NVIDIA · timmoon10 · Oct 29, 2024 · Oct 30, 2024 · Oct 31, 2024 · Oct 31, 2024
diff --git a/tests/pytorch/test_fusible_ops.py b/tests/pytorch/test_fusible_ops.py
@@ -429,6 +429,47 @@ def test_pyt_autocast(
             assert x.grad.dtype == model_dtype
             assert op.weight.grad.dtype == model_dtype
 
+    @pytest.mark.skipif(not fp8_available, reason=reason_for_no_fp8)
+    @pytest.mark.parametrize("heuristic", (None, "performance", "memory"))
+    def test_fp8_heuristics(
+        self,
+        *,
+        heuristic: Optional[str],
+        size: int = 16,
+        dtype: torch.dtype = torch.float32,
+        device: torch.device = "cuda",
+    ) -> None:
+        """Test with FP8 heuristics"""
+
+        # Construct model
+        with te.fp8_model_init(heuristic=heuristic):
+            op = te_ops.Linear(size, size, bias=False, device=device, dtype=dtype)
+
+        # Check FP8 param
+        assert isinstance(op.weight, Float8Tensor)
+        if heuristic == "performance" or heuristic is None:
+            assert op.weight._transpose is not None
+            assert not op.weight._transpose_invalid
+        if heuristic == "memory":
+            assert op.weight._transpose is None
+
+        # Training loop
+        optim = torch.optim.SGD(op.parameters(), lr=1e-4)

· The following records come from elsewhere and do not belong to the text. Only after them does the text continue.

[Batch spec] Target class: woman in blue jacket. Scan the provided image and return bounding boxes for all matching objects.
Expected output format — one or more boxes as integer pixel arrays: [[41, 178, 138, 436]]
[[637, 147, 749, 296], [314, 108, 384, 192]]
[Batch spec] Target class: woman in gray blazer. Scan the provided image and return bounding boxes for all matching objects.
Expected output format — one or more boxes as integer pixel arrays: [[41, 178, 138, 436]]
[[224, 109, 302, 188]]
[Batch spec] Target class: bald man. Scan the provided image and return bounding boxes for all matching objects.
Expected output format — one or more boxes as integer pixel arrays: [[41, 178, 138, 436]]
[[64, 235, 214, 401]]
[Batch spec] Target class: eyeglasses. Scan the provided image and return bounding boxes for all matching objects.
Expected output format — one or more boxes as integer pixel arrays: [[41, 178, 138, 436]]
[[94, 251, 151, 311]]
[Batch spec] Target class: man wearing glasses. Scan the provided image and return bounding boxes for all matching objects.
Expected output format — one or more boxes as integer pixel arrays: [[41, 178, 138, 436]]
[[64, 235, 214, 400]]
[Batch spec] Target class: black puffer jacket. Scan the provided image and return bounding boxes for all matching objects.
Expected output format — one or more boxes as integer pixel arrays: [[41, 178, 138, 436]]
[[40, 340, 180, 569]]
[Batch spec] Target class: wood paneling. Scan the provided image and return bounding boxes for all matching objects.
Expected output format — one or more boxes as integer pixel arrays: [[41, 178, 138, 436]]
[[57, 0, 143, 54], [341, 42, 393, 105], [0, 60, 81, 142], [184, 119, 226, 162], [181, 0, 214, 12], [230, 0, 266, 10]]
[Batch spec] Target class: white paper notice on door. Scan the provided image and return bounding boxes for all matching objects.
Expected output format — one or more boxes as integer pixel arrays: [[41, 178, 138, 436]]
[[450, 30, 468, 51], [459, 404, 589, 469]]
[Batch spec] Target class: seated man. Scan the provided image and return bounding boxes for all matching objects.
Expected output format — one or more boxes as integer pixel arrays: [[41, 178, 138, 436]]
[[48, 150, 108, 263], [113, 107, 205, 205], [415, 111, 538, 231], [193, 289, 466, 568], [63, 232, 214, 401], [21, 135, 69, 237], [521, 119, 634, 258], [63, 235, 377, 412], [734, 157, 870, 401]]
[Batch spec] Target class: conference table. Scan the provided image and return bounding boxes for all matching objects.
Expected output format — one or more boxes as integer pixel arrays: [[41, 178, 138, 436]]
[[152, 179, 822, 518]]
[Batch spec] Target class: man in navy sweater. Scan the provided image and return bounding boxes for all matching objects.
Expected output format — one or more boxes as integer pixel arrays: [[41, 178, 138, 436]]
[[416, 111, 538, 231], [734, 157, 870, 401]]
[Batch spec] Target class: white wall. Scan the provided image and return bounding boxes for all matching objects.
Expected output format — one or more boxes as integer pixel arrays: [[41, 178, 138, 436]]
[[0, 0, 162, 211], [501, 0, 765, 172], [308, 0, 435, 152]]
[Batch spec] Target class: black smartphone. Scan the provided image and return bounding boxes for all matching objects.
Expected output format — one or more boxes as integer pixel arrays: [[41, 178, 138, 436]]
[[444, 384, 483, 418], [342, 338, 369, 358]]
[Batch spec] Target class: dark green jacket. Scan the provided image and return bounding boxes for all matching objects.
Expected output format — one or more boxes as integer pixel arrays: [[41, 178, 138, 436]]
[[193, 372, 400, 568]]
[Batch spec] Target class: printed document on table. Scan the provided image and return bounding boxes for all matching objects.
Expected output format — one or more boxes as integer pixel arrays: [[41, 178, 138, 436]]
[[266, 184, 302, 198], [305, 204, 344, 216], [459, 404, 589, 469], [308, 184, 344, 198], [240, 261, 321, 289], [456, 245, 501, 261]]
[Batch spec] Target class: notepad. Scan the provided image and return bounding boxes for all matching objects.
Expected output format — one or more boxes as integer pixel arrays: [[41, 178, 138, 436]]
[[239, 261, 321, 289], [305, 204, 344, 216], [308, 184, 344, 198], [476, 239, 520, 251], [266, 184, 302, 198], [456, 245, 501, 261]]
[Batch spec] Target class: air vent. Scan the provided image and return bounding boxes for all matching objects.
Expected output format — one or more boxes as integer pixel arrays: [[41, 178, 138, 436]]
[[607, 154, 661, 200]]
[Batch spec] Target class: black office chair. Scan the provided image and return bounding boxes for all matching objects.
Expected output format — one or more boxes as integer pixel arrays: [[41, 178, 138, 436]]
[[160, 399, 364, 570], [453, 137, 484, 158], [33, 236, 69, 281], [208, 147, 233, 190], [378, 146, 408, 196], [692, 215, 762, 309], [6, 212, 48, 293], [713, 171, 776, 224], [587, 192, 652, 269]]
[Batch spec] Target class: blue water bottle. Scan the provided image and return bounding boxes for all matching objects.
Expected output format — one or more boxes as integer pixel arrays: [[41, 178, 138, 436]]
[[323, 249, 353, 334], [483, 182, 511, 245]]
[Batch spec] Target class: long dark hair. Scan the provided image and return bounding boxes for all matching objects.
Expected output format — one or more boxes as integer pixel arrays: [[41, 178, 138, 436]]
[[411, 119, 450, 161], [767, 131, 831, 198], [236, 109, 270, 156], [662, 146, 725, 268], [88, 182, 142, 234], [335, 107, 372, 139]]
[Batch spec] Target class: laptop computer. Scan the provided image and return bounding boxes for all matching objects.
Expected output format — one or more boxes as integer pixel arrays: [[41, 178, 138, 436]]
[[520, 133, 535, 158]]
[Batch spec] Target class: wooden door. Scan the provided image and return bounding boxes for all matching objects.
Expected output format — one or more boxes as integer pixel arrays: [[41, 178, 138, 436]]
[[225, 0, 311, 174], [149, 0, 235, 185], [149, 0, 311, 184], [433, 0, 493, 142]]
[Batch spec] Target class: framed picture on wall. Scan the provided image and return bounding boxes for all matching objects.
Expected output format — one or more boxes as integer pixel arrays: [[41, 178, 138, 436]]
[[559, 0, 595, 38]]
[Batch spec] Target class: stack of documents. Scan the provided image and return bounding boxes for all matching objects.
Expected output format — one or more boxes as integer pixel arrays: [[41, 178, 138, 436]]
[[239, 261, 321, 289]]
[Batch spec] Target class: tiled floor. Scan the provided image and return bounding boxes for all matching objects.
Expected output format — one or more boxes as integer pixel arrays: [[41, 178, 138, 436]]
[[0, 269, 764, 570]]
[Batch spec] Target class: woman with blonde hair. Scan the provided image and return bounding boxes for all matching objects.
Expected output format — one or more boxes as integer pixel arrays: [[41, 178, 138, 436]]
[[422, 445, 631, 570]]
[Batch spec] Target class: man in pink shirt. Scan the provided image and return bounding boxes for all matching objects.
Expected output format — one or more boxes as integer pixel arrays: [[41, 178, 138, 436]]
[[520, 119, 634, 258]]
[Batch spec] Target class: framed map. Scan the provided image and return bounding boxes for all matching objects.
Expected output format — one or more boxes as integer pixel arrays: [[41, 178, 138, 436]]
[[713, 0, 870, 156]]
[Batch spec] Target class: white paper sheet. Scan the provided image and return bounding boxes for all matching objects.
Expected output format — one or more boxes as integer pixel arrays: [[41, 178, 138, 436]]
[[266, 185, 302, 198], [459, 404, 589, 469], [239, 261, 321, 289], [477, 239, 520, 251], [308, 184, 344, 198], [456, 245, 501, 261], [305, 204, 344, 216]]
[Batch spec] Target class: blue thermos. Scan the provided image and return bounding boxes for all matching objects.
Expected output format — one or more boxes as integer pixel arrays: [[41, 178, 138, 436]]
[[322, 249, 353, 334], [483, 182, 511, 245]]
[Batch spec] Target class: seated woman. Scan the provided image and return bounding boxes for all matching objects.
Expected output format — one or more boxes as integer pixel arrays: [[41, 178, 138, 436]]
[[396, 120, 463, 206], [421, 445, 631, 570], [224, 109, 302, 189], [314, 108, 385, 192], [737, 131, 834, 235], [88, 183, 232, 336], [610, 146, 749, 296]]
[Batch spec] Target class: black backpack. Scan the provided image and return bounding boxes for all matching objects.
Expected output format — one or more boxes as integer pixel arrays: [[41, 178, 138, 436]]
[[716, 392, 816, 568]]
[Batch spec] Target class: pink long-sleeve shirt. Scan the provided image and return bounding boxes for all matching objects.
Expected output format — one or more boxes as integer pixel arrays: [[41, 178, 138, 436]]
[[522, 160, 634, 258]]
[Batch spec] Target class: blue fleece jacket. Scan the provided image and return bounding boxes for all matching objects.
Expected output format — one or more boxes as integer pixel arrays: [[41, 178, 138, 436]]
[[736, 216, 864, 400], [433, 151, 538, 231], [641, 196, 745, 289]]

+        for _ in range(3):
+            optim.zero_grad()
+            x = torch.randn((size, size), dtype=dtype, device=device, requires_grad=True)
+            y = op(x)
+            y.square().sum().backward()
+            optim.step()
+
+        # Check FP8 param
+        assert isinstance(op.weight, Float8Tensor)

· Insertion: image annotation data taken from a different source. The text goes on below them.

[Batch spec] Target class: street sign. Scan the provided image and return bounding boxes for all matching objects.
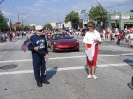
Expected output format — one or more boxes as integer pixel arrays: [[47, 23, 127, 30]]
[[80, 10, 87, 13]]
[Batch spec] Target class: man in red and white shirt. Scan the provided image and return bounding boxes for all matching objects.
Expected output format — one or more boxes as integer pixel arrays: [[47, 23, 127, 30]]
[[83, 21, 101, 79]]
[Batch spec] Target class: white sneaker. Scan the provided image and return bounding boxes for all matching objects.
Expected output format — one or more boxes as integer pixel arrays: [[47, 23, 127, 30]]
[[92, 75, 97, 79], [87, 75, 91, 78]]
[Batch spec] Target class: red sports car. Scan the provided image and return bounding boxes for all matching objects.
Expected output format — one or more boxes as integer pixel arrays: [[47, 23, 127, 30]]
[[48, 34, 79, 52]]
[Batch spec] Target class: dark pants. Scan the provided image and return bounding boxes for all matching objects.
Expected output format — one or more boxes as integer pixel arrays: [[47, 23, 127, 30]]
[[32, 54, 47, 81]]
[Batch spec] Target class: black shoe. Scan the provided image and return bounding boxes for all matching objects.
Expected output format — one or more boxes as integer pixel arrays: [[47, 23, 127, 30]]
[[42, 79, 50, 84], [37, 81, 42, 87]]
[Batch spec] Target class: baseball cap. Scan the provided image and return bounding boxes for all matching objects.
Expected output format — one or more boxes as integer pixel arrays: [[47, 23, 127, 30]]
[[35, 25, 43, 30]]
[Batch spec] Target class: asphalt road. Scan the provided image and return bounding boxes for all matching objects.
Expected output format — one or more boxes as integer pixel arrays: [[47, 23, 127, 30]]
[[0, 34, 133, 99]]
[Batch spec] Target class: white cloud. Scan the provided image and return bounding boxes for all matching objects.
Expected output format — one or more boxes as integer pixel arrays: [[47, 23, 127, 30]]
[[2, 11, 12, 17], [34, 0, 47, 7]]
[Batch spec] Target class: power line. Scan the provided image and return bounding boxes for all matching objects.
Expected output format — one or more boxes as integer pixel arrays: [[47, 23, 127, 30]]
[[9, 0, 20, 12], [106, 2, 133, 9], [0, 0, 4, 4]]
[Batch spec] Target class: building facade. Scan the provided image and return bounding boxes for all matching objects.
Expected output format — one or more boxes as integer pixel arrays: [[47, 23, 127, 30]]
[[107, 11, 133, 30]]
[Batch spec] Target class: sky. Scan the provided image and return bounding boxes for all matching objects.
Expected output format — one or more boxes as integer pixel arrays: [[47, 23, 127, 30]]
[[0, 0, 133, 25]]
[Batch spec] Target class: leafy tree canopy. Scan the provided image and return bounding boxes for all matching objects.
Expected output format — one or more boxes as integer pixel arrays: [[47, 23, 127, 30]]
[[130, 9, 133, 12], [23, 26, 30, 31], [0, 11, 8, 31], [88, 5, 108, 22], [65, 11, 79, 28], [15, 22, 21, 24], [43, 23, 52, 30]]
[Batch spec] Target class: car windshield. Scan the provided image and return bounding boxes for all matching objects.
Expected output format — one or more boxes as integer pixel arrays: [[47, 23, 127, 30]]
[[52, 34, 71, 40]]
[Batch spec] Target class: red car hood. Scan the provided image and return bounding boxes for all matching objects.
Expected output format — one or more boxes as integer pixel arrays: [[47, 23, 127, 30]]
[[56, 39, 77, 45]]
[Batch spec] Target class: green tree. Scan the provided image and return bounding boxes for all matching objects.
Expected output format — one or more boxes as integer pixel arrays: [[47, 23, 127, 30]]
[[130, 9, 133, 12], [15, 22, 21, 24], [65, 11, 79, 30], [43, 23, 53, 30], [23, 26, 30, 31], [88, 5, 108, 23], [0, 11, 8, 31]]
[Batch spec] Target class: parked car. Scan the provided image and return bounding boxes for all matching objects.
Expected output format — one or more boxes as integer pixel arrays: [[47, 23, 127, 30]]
[[48, 34, 79, 52], [81, 29, 89, 36]]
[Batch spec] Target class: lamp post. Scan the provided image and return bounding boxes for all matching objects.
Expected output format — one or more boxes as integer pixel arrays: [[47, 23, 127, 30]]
[[95, 0, 103, 28]]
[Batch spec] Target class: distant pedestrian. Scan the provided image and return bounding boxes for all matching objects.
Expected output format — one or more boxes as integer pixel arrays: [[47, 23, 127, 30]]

+        if heuristic == "performance" or heuristic is None:
+            assert op.weight._transpose is not None
+            assert not op.weight._transpose_invalid
+        if heuristic == "memory":
+            assert op.weight._transpose is None
+
 
 class TestBasicOps:
     """Tests for individual operations"""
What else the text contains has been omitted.